Fallen PMs always blame the media, never look in the mirror — Peter Hartcher (Sydney Morning Herald): “Rudd calls it ‘the coup that killed politics’. He says that Australian politics has yet to recover as it lurches madly from one prime ministerial coup to another eight years later. So if my story was the catalyst for so momentous a change in national politics, I should address his claim that it was false.”
The English-only NT parliament is undermining healthy democracy by excluding Aboriginal languages — Ben Grimes (The Conversation): “After Yingiya Guyula was elected as a member to the NT Legislative Assembly in 2016, he rose to give his inaugural speech and started speaking in his first language, Yolngu Matha. Yolngu Matha is dominant language of Guyula’s electorate, and the third-most commonly spoken language in the NT. Nevertheless, he was interrupted by the speaker, Kezia Purick, because he wasn’t complying with recently enacted standing orders that placed barriers on speaking languages other than English in parliament.”
HOLD THE FRONT PAGE
WHAT’S ON TODAY
A Women in National Security conference will include speakers such as former Foreign Affairs Minister Julie Bishop and Secretary of the Department of Foreign Affairs and Trade Frances Adamson.

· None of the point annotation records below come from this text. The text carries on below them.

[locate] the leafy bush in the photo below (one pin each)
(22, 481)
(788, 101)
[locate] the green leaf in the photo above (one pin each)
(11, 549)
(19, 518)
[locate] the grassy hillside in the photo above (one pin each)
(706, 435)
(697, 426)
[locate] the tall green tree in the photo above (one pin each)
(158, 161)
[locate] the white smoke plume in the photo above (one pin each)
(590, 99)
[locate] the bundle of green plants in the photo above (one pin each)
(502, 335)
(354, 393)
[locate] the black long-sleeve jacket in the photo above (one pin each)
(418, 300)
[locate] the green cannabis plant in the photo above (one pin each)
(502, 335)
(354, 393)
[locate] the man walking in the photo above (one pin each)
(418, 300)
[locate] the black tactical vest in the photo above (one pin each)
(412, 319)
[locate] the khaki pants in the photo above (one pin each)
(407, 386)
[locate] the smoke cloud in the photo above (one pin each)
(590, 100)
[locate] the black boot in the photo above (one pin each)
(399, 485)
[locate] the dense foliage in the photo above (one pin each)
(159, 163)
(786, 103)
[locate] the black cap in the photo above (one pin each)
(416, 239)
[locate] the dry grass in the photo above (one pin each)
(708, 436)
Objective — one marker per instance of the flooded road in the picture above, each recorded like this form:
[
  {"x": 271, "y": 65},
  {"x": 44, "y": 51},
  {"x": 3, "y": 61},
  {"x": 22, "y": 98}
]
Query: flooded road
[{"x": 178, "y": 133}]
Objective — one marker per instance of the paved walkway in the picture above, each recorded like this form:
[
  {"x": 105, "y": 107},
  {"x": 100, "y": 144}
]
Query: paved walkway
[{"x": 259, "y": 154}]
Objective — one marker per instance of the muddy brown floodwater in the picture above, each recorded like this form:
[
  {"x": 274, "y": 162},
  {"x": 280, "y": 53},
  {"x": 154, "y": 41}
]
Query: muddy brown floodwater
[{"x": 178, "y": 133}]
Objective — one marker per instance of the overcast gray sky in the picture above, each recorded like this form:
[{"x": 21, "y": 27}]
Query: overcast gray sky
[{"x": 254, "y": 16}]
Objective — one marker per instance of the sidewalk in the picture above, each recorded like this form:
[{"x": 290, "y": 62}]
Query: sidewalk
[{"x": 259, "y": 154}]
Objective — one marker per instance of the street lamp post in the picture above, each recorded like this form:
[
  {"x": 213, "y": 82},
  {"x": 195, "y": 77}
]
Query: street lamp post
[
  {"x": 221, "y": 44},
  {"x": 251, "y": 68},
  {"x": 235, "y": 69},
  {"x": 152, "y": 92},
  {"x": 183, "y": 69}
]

Kevin Rudd will launch his new book The PM years in-conversation with ABC’s Patricia Karvelas at Sofitel Melbourne.
ACTU will launch results from a survey of 1,100 ride-share drivers demonstrating low pay and safety problems.
Business journalist Adele Ferguson will discuss “Learning from ethical failure” at The Centre for Ethical Leadership’s Vincent Fairfax Speaker Series.
Chief Economist at The Australia Institute Dr Richard Denniss and policy analyst Fergus Green will speak on “Targeting Fossil Fuels: The Political and Economic Case” at the Melbourne Sustainable Society Institute.
UNSW’s Institute for Global Development will hold an “Africa Roundtable” research event as part of Global Development Month.
Primary Industries Minister Tim Whetstone will launch the $132 million “Fight Food Waste” research centre.
The West Australian European Business Association and the Department of Foreign Affairs & Trade will host the first official “Heads of Missions” visit to Western Australia by the Ambassador of the European Union to Australia Dr. Michael Pulch.
UK technical director at the Chartered Institution of Building Services Engineers Hywel Davies will present “What can Queensland learn from Grenfell Tower?” as part of the 2018 CIBSE ANZ seminar series.
Tasmanian Minister for Justice, Corrections, Environment and the Arts Elise Archer will host a United Nations Day event at Parliament House, to include a keynote speech from Australasian Campuses Towards Sustainability President Leanne Danby.
The United Nations Commission on International Trade Law will hold seminar events at every Australian capital city as part of United Nations Day.
South Australian Premier Steven Marshall and state Opposition Leader Peter Malinauskas will attend a French defence conference.